Puede hoy resultar difícil imaginar que París no era más grande que Reims o Chartres cuando Maurice de Sully, el Obispo de la Ciudad, encargó la Catedral. La iglesia abacial de St. Denis, a varios kilómetros de distancia, fue edificada para albergar las tumbas de los reyes franceses. Sus arcos apuntados, arbotantes y pilares con nervaduras ayudaron a iniciar la era gótica. El Obispo quería construir un monumento gótico aún más excelso. Se necesitarían casi 200 años.
De toda Francia, sopladores de vidrio, albañiles y carpinteros convergieron en París. La nueva Catedral se levantó donde se derribó un complejo de antiguas iglesias. Un maestro albañil, cuyo nombre se perdió en la historia, supervisó la construcción, que comenzó con el coro, el altar mayor y las bóvedas en el extremo este de la Catedral. En la década de 1220, la fachada oeste se había elevado y era la estructura más grande del París medieval, visible más allá de los límites de la Ciudad.
Nuevas tendencias en el diseño gótico llevaron a los sucesores de Sully a alterar el diseño, elevando el techo y duplicando el tamaño de las ventanas para dejar entrar más luz. Los canteros erigieron torres gemelas en la fachada oeste para albergar campanas gigantes. Se añadió una aguja que duró hasta el siglo 18. Se agregaron capillas y, salvo esa aguja, esto terminó siendo prácticamente la catedral que Viollet-le-Duc restauró, cuyas vigas de roble de 800 años de antigüedad se calcinaron hace cinco años.
El Presidente Macron decidió restaurar y limpiar el interior y reconstruir el techo de roble y plomo. Restaurar el techo también requeriría la participación de carpinteros, canteros y artesanos capacitados en técnicas ancestrales con raíces en la historia francesa y europea. Notre-Dame podría ayudar a rejuvenecer estas frágiles, pero preciadas habilidades. Después del anuncio de Macron, una organización francesa de artesanos llamada Compagnons du Devoir, que data del siglo 12, comenzó a recibir miles de solicitudes.
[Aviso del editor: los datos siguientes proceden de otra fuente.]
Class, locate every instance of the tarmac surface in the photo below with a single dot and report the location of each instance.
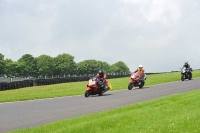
(25, 114)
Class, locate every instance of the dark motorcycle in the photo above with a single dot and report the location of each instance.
(93, 87)
(186, 74)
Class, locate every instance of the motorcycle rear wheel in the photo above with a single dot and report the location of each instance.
(87, 93)
(130, 86)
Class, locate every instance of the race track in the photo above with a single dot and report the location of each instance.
(16, 115)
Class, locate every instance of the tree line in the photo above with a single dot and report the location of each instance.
(59, 66)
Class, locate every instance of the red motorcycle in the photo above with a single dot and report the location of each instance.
(93, 87)
(136, 81)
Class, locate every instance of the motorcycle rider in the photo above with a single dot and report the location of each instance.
(102, 78)
(187, 66)
(140, 70)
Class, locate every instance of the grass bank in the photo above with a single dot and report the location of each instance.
(176, 114)
(78, 88)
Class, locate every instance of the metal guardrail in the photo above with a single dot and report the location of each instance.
(16, 83)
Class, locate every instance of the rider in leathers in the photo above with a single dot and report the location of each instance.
(140, 70)
(102, 78)
(187, 66)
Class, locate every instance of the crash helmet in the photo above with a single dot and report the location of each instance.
(101, 73)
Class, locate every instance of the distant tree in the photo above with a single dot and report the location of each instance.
(13, 68)
(45, 65)
(92, 66)
(30, 68)
(119, 67)
(2, 64)
(64, 64)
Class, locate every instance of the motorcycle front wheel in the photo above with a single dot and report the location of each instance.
(87, 93)
(130, 86)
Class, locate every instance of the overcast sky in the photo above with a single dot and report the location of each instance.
(159, 34)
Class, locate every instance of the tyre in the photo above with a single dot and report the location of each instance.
(130, 86)
(182, 77)
(141, 85)
(87, 93)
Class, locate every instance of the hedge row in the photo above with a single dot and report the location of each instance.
(38, 82)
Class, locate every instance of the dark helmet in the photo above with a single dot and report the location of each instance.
(101, 73)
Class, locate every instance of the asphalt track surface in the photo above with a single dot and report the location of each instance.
(17, 115)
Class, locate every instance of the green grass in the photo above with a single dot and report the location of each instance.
(78, 88)
(176, 114)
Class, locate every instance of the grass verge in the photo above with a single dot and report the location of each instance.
(177, 113)
(78, 88)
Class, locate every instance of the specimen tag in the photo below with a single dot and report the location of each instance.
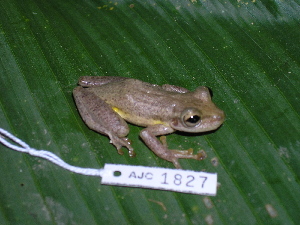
(186, 181)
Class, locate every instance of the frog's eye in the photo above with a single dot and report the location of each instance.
(191, 117)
“En Francia, como en Estados Unidos, quienes hoy se dedican a oficios manuales tienden a ser considerados fracasados por las élites. Notre-Dame ha recordado a todos que esa labor es un camino a la dignidad y la excelencia”, me dijo en ese entonces Jean-Claude Bellanger, uno de sus antiguos líderes.
Ayudó a los restauradores que Rémi Fromont y Cédric Trentesaux, dos arquitectos franceses, hubieran tomado medidas precisas de la estructura del techo en el 2014, y que Andrew Tallon, un historiador del arte nacido en Bélgica y fallecido en 2018, hubiera escaneado digitalmente Notre-Dame antes del incendio, recopilando más de mil millones de puntos de datos. Ese esfuerzo dio a los trabajadores un mapa del edificio, con una precisión del ancho del borrador de un lápiz.
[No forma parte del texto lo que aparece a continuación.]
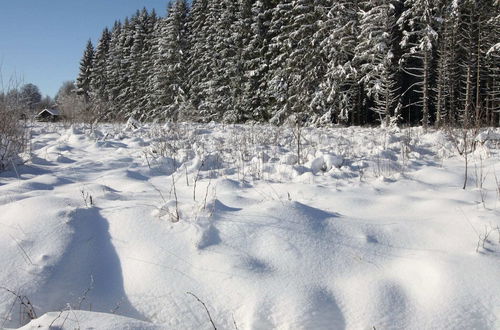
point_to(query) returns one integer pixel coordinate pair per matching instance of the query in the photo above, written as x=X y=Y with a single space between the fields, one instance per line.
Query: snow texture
x=111 y=228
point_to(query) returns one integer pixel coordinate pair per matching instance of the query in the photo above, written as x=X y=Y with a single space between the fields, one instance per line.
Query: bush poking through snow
x=13 y=139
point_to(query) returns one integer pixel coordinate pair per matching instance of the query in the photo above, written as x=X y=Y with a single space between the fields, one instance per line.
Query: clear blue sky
x=42 y=41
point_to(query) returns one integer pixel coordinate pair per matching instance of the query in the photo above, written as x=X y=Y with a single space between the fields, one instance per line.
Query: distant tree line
x=356 y=62
x=25 y=99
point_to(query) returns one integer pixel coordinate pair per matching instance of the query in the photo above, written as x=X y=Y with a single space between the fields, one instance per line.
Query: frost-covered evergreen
x=85 y=76
x=375 y=56
x=169 y=95
x=99 y=81
x=328 y=61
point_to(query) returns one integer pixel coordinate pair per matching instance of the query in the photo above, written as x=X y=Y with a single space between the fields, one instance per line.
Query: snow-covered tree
x=99 y=77
x=375 y=57
x=169 y=76
x=85 y=76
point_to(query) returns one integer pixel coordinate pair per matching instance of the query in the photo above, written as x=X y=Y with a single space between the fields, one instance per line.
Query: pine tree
x=170 y=63
x=279 y=50
x=255 y=56
x=420 y=23
x=99 y=77
x=85 y=76
x=113 y=71
x=340 y=93
x=198 y=59
x=375 y=57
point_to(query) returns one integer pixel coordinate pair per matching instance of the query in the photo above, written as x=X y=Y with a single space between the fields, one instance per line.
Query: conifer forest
x=350 y=62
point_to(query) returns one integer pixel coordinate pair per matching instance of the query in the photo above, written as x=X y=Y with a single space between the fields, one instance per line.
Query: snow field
x=369 y=228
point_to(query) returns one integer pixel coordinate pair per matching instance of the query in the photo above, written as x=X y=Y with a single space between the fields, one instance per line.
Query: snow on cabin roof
x=53 y=112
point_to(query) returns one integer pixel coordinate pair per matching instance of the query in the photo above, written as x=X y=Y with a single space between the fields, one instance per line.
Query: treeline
x=428 y=62
x=24 y=100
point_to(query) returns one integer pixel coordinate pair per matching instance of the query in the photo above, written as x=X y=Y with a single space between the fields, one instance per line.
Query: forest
x=351 y=62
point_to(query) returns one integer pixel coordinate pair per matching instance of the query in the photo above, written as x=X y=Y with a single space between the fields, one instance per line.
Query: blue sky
x=42 y=41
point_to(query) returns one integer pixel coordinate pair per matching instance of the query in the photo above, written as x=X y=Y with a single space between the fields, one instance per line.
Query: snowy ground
x=123 y=227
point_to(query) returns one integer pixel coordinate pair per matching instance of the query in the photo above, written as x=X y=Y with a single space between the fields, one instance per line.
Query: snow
x=116 y=227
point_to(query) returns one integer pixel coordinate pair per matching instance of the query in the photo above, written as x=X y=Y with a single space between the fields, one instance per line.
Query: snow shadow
x=89 y=275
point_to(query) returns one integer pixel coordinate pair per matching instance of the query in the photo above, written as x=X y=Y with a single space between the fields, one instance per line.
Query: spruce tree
x=85 y=76
x=99 y=77
x=169 y=76
x=375 y=57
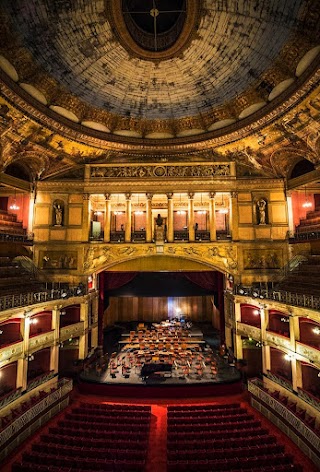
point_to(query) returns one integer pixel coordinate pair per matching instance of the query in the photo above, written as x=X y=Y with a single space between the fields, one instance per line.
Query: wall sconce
x=14 y=206
x=307 y=203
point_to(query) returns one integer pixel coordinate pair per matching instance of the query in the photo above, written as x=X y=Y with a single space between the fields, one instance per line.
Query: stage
x=168 y=360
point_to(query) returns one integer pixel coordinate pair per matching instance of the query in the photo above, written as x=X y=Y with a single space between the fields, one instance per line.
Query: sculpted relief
x=149 y=171
x=221 y=257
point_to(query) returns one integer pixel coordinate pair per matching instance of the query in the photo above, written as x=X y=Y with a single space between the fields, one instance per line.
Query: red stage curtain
x=206 y=280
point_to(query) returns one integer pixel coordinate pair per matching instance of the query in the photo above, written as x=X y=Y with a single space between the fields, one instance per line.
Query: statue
x=262 y=204
x=57 y=214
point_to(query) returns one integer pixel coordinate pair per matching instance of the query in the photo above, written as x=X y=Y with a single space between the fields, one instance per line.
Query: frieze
x=278 y=340
x=94 y=138
x=161 y=171
x=12 y=351
x=309 y=352
x=223 y=257
x=41 y=340
x=250 y=331
x=71 y=331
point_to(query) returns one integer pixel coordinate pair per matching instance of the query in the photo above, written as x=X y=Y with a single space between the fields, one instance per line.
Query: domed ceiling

A pesar de todo el daño que causó el incendio, los muros de Notre-Dame de alguna forma no colapsaron, como temían los bomberos. Sus vitrales también sobrevivieron, junto con el órgano. Y lo mismo hicieron esas estatuas de cobre de los apóstoles en el techo, incluida la que es un retrato de Viollet-le-Duc, con el rostro vuelto hacia la aguja que diseñó. Los conservadores habían retirado todas unos días antes del incendio.
¿Por qué el mundo entero hizo una pausa aquella noche de abril? La primera sensación al entrar a la catedral puede ser abrumadora. Pero a menudo otro sentimiento se instala. En parte es una reacción a la calidad del sonido, la forma en que la catedral tiene su propia resonancia. Uno de los organistas de Notre-Dame, Olivier Latry, lo compara con un tubo de órgano: el edificio es un volumen, con peculiaridades. Re mayor, suena maravilloso, dijo.
El novelista Ken Follet, que escribió sobre Notre-Dame después del incendio, identifica un segundo sentimiento como tranquilidad. Esto es lo que proporciona la restauración.